Both teachers and students have enrolled in online learning: the first group often one of digital impostors, and the latter – digital natives. Schools have moved into homes, erasing familiar rhythms, opening up a new world of alienation, disorientation, and conflict…

Bozena Jelusic

Education has gone through a period of intense change and reform in the last decades of the 20th century. Traditional schools did not suit a world in which knowledge was doubled each seven years, and so began the search for new forms of teaching. New ‘literacies’ appeared (digital, media, informational…), which became necessary tools to access, synthesise, and utilise knowledge in the new circumstances. Still, education remained a ‘key to the future’, and a powerful instrument for reducing social inequality.

Then the pandemic ‘took education outside the classroom’, and all faults as well as positives of going to school have became even more apparent. A ‘new era’ of education began.

Both teachers and students have enrolled in online learning: the first group often one of digital impostors, and the latter digital natives. Schools have moved into homes, erasing familiar rhythms, opening up a new world of alienation, disorientation, and conflict (though quieter and more shy students have grown easily accustomed to the new circumstance).

Overwhelmed with additional responsibilities, teachers soon realised that students are less motivated, and are having a more difficult time remembering information and keeping their focus. Long immersed in the digital infodemic, young people struggled with impractical curricula of too high volume. After all, their way of thinking has long stopped corresponding to the linear model of a book, but rather suiting that of a radial web. A thoughtful adaptation of the curricula has become urgent and neccessary, just as much as new ways of assesment.

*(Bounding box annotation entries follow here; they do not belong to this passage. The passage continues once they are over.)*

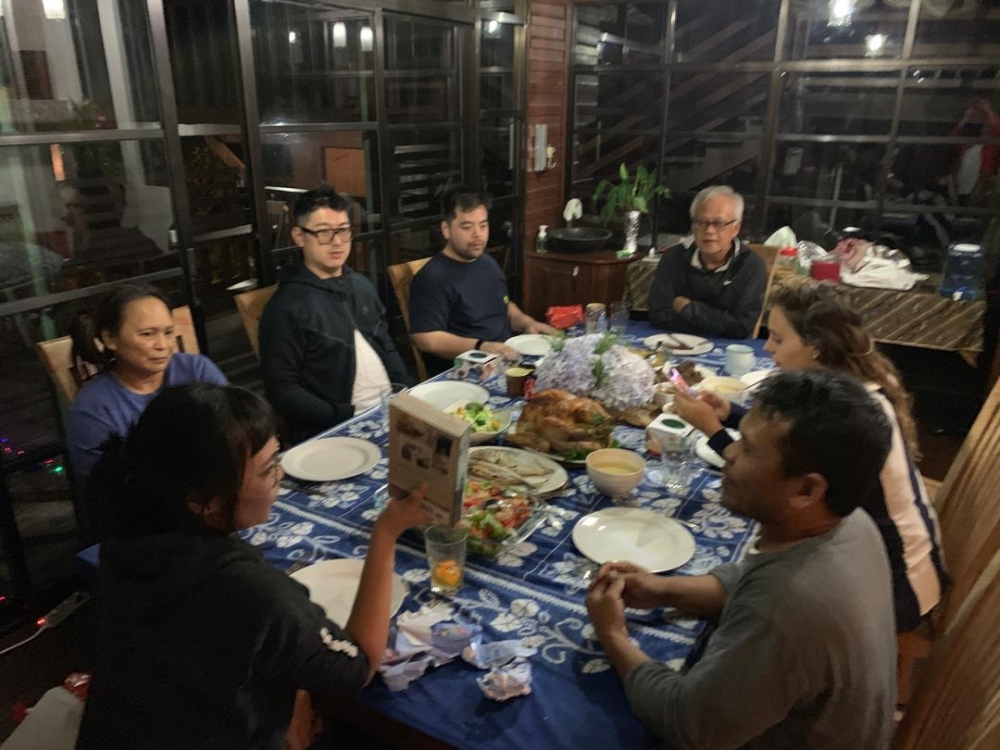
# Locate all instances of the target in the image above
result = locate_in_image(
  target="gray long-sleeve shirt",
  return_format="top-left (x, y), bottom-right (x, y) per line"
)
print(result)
top-left (625, 511), bottom-right (896, 750)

Pandemic education has also revealed all forms of inequality, even those previously invisible. A significant number of students did not have access to a computer, internet, or even a TV. The smartphone became a leading tool, and its display a measure of knowledge and memory. Some parents could help their children learn, very few could afford to pay for additional tutoring, and internet ‘plagiarism’ has been common for some time now.

While the main concern was that schools would become super-spreader locations, the negative effects of school closure were overlooked: effects on the actual outcome of education, the students’ mental health, and how that would eventually reflect on society overall. The pandemic has quickly lead to an explosion of inequality and many disorders in one billion students across 160 countries.

We most likely don’t have an alternative to school closure at the moment, although research hasn’t shown that schools contribute to the number of Covid-19 infections as of yet. It has become clear, however, that closed schools have had a dramatic effect on the quality of education, rise in poverty and inequality, rates of students leaving education altogether, rise in crime, psycho-social issues, minor marriages, gender inequality, all the while students with disabilities and refugees are suffering immeasurable consequences. The pandemic has become a sort of generational catastrophe in the education sphere, and it can have long-term detrimental effects on both local and global development goals, as well as lives of many individuals.

That is why it’s crucial to reopen schools in a safe way combining traditional and online education. It is just as important to narrow the gap between what traditional schooling offers, and what young people and society as a whole need.

It is neccessary to create schools of the future, focus on creativity and innovation in teaching, with additional funding to care for those who have less opportunities. This field trip into the virtual sphere cannot result in budget cuts and a reduction in what schools offer – there must be a clear consciousness that we can face a similar challenge every couple of years.

 

Bozena Jelusic, until 2017, professor of literature and media literacy in Gymnasium Danilo Kis, Budva.  Holder of the Oktoih award (2000), the highest acknowledgement in the educational sphere in Montenegro. Author of Gymnasium curriculum and textbooks. Member of Parliament.